Durante a Procissão do Enterro, a Verônica para e canta, em cima de um mocho (tamborete), a sua advertência a todos os que transitam pelas vias da cidade: O vos omnes qui transitis per viam, attendite et vidite si est dolor sic ut dolor meus... (O vós todos que transitais pela rua, parai e vede se há dor como a minha dor). As Eús são as carpideiras que, atrás da Verônica, lamentam, com seu pranto, a morte do Senhor. As capelas dos Passos, diante das quais se reza o ofício das procissões, são cinco: Ponte Seca, Rosário, Rua São José, Praça Tiradentes e Antônio Dias.
Tapete de flores
Cronistas do século XVIII e viajantes do século XIX registram, em suas páginas, a magnificência das festas religiosas em Ouro Preto. Vem daquele tempo o costume da ornamentação de fachadas e ruas para a passagem dos soleníssimos cortejos.

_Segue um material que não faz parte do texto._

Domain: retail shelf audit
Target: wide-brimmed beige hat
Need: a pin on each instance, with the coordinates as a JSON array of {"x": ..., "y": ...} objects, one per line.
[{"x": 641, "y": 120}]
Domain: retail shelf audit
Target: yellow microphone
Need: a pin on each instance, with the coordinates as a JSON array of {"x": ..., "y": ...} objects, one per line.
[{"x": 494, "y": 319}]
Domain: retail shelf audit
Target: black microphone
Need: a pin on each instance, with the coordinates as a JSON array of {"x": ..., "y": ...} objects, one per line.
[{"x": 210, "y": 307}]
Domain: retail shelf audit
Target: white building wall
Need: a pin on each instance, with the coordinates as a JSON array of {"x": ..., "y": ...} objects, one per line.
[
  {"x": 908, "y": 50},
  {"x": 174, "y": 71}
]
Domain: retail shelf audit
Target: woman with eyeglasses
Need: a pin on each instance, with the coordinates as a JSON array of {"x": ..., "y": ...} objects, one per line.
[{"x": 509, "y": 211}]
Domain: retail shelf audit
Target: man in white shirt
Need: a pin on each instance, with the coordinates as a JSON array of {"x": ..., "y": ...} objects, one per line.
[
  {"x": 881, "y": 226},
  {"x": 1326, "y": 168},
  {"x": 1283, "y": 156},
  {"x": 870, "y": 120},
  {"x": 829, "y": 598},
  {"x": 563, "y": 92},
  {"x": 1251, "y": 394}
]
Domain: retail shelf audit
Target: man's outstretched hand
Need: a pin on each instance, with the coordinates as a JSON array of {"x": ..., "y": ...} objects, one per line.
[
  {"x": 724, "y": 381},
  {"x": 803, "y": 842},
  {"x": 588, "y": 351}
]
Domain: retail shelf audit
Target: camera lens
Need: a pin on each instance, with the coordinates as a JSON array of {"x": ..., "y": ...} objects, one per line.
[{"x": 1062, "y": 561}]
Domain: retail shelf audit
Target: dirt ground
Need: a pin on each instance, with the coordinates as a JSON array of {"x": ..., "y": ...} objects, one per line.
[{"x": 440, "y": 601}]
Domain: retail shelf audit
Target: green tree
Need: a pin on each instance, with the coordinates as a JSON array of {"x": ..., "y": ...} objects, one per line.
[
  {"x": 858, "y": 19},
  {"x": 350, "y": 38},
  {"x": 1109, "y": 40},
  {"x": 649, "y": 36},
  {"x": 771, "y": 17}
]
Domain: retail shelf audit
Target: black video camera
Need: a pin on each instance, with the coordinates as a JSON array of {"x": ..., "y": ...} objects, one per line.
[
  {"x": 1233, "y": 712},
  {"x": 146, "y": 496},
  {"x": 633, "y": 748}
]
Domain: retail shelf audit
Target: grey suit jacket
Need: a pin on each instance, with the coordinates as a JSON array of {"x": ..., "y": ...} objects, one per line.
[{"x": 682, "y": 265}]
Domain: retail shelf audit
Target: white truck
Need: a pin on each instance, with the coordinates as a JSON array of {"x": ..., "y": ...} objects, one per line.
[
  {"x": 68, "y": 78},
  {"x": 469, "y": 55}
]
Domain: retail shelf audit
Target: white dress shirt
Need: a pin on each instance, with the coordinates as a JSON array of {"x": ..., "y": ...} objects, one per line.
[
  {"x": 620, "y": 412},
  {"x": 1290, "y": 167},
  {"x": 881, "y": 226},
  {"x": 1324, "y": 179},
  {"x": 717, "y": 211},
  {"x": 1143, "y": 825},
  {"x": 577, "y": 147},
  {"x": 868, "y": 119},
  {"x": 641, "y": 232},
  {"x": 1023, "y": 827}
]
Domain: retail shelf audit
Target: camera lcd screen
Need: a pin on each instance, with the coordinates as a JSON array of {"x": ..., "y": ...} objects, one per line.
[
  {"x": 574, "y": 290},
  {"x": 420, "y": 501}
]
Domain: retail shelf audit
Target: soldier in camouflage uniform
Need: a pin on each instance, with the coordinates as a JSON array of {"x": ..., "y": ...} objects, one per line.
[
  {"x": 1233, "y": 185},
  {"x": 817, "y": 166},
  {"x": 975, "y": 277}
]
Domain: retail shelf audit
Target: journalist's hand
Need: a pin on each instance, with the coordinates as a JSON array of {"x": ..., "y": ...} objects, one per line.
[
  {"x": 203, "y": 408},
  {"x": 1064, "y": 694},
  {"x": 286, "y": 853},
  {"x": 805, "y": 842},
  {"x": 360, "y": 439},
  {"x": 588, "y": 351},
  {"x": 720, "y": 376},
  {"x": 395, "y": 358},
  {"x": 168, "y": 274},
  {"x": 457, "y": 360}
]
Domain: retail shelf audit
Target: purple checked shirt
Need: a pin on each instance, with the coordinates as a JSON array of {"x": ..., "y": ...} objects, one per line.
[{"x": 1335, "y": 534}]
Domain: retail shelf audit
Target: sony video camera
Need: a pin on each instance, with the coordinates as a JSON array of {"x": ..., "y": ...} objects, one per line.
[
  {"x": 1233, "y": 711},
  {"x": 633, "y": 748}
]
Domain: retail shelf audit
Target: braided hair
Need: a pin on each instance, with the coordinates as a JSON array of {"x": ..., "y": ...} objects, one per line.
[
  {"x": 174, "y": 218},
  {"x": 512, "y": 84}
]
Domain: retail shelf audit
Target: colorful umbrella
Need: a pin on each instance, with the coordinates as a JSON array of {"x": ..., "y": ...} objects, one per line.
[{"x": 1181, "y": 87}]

Na sexta-feira santa, antigamente sexta-feira da Paixão, à noite, as casas acendem velas em lanternas, nas fachadas, para a Procissão do Enterro. No século XVIII, todas as fachadas deviam ostentar luminárias.
Na noite de sábado santo e na madrugada do domingo da Ressurreição, a cidade se mobiliza para confeccionar o tapete de flores. Muitos turistas se engajam na tarefa, que se estende da Matriz do Pilar à Matriz de Antônio Dias, pelo centro da cidade. Grupos de seresta, na madrugada das Aleluias, desfilam ao longo do tapete, saudando os que o confeccionam e anunciando a alegria da Páscoa. A Prefeitura colabora, fornecendo, com antecedência, sacos de serragem colorida.
Tradição da Semana Santa de Ouro Preto é ainda a Queima do Judas. A legendária malhação, no entanto, mais que evocação do traidor, é uma festa ruidosa e divertida, que atrai sobretudo as crianças. Uma comissão de moradores do Pilar e do Rosário se encarrega de promover a Queima do Judas junto à capela do Senhor do Bom Fim, na velha rua da Glória, hoje rua Antônio de Albuquerque, domingo à tarde, com balas e amendoim para a criançada.
Cultura, ecologia e lazer
As igrejas e museus permanecem abertos para a visitação cultural, durante a Semana Santa. O Museu de Ciência e Técnica da Escola de Minas, com sua coleção mineralógica sem igual, o Museu da Inconfidência, com o panteão dos conjurados, e a Casa dos Inconfidentes, com belo panorama e informações interessantes sobre Tiradentes, são imperdíveis. Outro atrativo de destaque são as antigas minas de ouro, com suas extensas galerias nas encostas da cidade. A Mina de Chico Rei guarda a memória do grande líder africano.
A majestosa Casa dos Contos, a Maria-Fumaça que sai de Ouro Preto e vai para a cidade de Mariana (50 minutos de bela viagem no canyon de Ouro Preto), o Parque da Cachoeira das Andorinhas, as pousadas rurais e os distritos, como São Bartolomeu e Lavras Novas, a 1.510 metros de altitude, são atrativos que igualmente tornam a cidade inesquecível. A partir de Ouro Preto, há excelentes roteiros que levam a Mariana, Congonhas, Santa Bárbara e ao Santuário do Caraça. A Estrada Real e suas pontes restauradas fascinam os visitantes.